In this blog post we will demonstrate how the RIPS static code analyzer was used to automatically find the previously unknown vulnerability. Further, we discuss the technical details behind the security issue.

Automated Detection

It took RIPS roughly 4 minutes to transform the large code base of Joomla! with over 500,000 lines of code into an abstract graph model and to perform data flow analysis throughout this graph for the detection of over 80 vulnerability types. During this in-depth code analysis, two high-severe vulnerabilities of type SQL injection were reported.

A closer look at the detailed description of the reported vulnerabilities in RIPS’ web interface revealed that in a specific file of Joomla!, user-controlled input is used to construct a SQL query without any sanitization.

The RIPS engine equipped with its unique static code analysis algorithms successfully identified a dangerous source of user input. Also, a method of Joomla!’s database abstraction layer was identified as security-sensitive because it concatenates SQL code for the execution of database queries. RIPS detected that the user input is used unsanitized in this security-sensitive method and reported a SQL injection vulnerability. It allows an attacker to inject SQL code and to modify the database query to her advantage and to steal private data.

  See RIPS report

Technical Analysis: Second-Order Blind SQL Injection

The SQL injection is located in the file administrator/templates/hathor/postinstall/hathormessage.php. The following code summary shows the vulnerability.
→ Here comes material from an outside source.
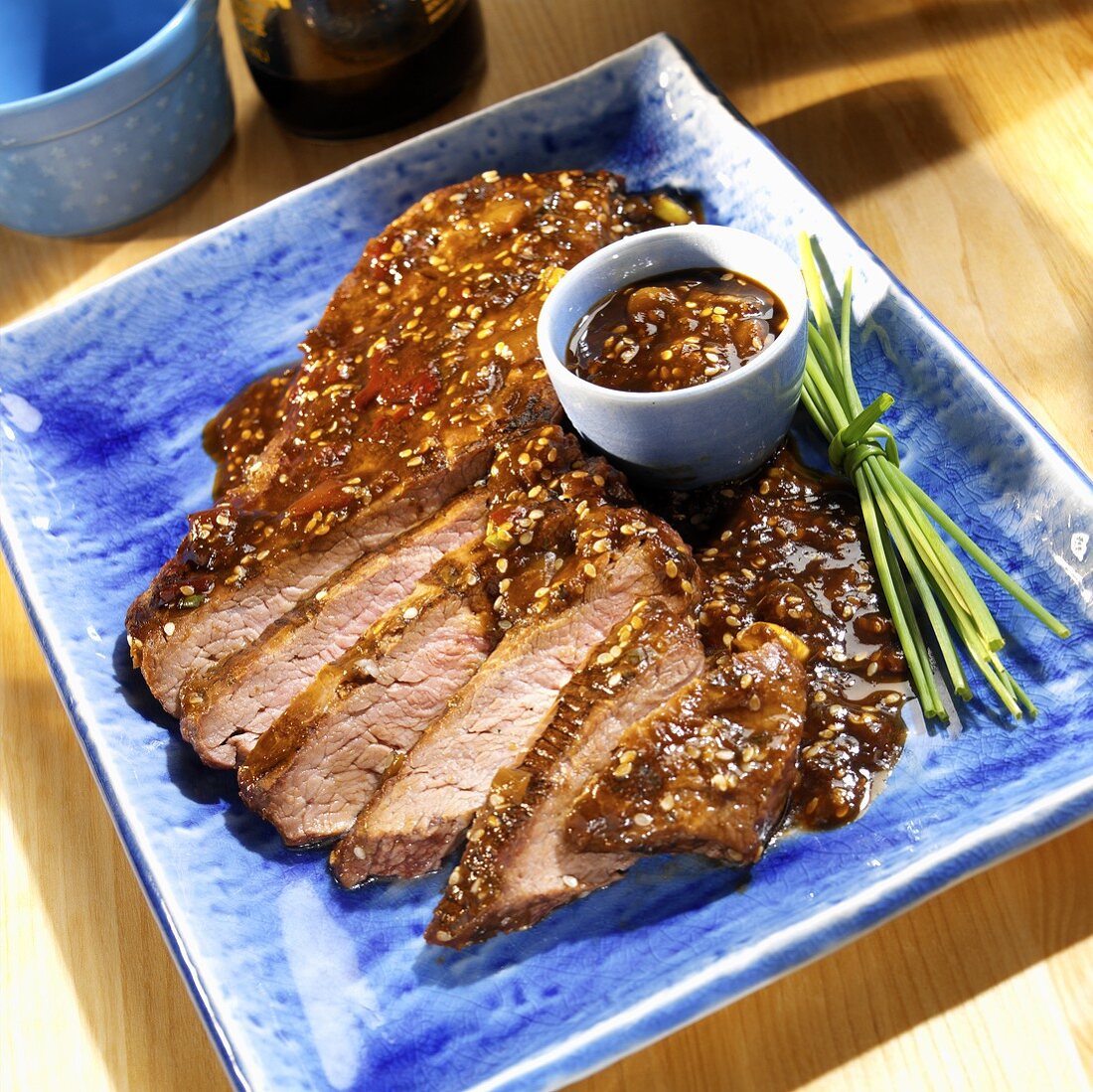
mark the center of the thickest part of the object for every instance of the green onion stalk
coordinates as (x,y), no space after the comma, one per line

administrator/templates/hathor/postinstall/hathormessage.php

 1 2 3 4 5 6 7 8 9101112131415161718

function hathormessage_postinstall_condition()
{
    ⋮
    $adminstyle = $user->getParam('admin_style', '');
	if ($adminstyle != '')
	{
        $query = $db->getQuery(true)
            ->select('template')
            ->from($db->quoteName('#__template_styles'))
            ->where($db->quoteName('id') . ' = ' . $adminstyle[0])
            ->where($db->quoteName('client_id') . ' = 1');

        // Get the template name associated to the admin style
        $template = $db->setquery($query)->loadResult();
        ⋮
    }
    ⋮
}

The function hathormessage_postinstall_condition() is called by a component for post-installation messages introduced in Joomla! 3.2.0 every time the dashboard is loaded. In this function, the content of the variable $adminstyle gets concatenated into the WHERE part of the constructed SQL query without proper sanitization in line 10. If an attacker can control the content of the parameter admin_style, she can inject arbitrary SQL into the query that is executed in line 14.
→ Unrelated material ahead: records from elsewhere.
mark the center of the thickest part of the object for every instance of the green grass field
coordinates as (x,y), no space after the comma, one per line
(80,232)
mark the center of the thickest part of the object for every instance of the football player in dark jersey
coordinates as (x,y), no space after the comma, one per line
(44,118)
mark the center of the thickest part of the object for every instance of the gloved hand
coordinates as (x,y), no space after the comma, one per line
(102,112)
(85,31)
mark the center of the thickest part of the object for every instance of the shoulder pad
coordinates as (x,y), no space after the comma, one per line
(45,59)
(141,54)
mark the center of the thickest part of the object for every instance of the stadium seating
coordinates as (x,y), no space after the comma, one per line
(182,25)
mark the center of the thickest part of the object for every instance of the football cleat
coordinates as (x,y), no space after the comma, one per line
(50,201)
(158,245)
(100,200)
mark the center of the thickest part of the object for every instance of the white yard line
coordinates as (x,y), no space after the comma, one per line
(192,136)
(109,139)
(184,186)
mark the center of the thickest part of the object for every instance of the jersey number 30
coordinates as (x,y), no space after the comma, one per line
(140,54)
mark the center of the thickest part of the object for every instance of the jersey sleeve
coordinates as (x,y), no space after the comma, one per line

The parameter admin_style is received in line 4. It contains the ID of the backend template that the user has configured for usage. A user can change this parameter in his profile settings. A quick verification by intercepting the saving request for user parameters and changing the value for admin_style showed that it is saved to the database without any further check or sanitization. Thus, an attacker can inject arbitrary content into this parameter that is later used in the SQL query. This SQL injection is a second-order vulnerability since the payload is first saved to the database and later used in the query. The query result is not displayed directly in the web page, thus, an attacker needs to use error-based or timing-based injection techniques for exploitation. The following figure demonstrates how an XPath error message within the SQL query can be used to read out the session ID of a currently logged-in administrator.

Time Line

Summary

Security vulnerabilities are everywhere and can be found even in the most popular and most reviewed open source applications. A new SQL injection vulnerability was uncovered in Joomla! that affects versions prior to 3.8.4. The vulnerability was automatically identified with RIPS static code analyzer that uses cutting-edge SAST techniques. In this blog post, we examined the roots of the second-order blind SQL injection and demonstrated how RIPS can help find such hidden security issues in large and complex PHP projects.

We would like to thank the security team behind Joomla! for their professional collaboration and for quickly resolving the issues with the release of version 3.8.4. If you are still using an older version, we encourage you to update.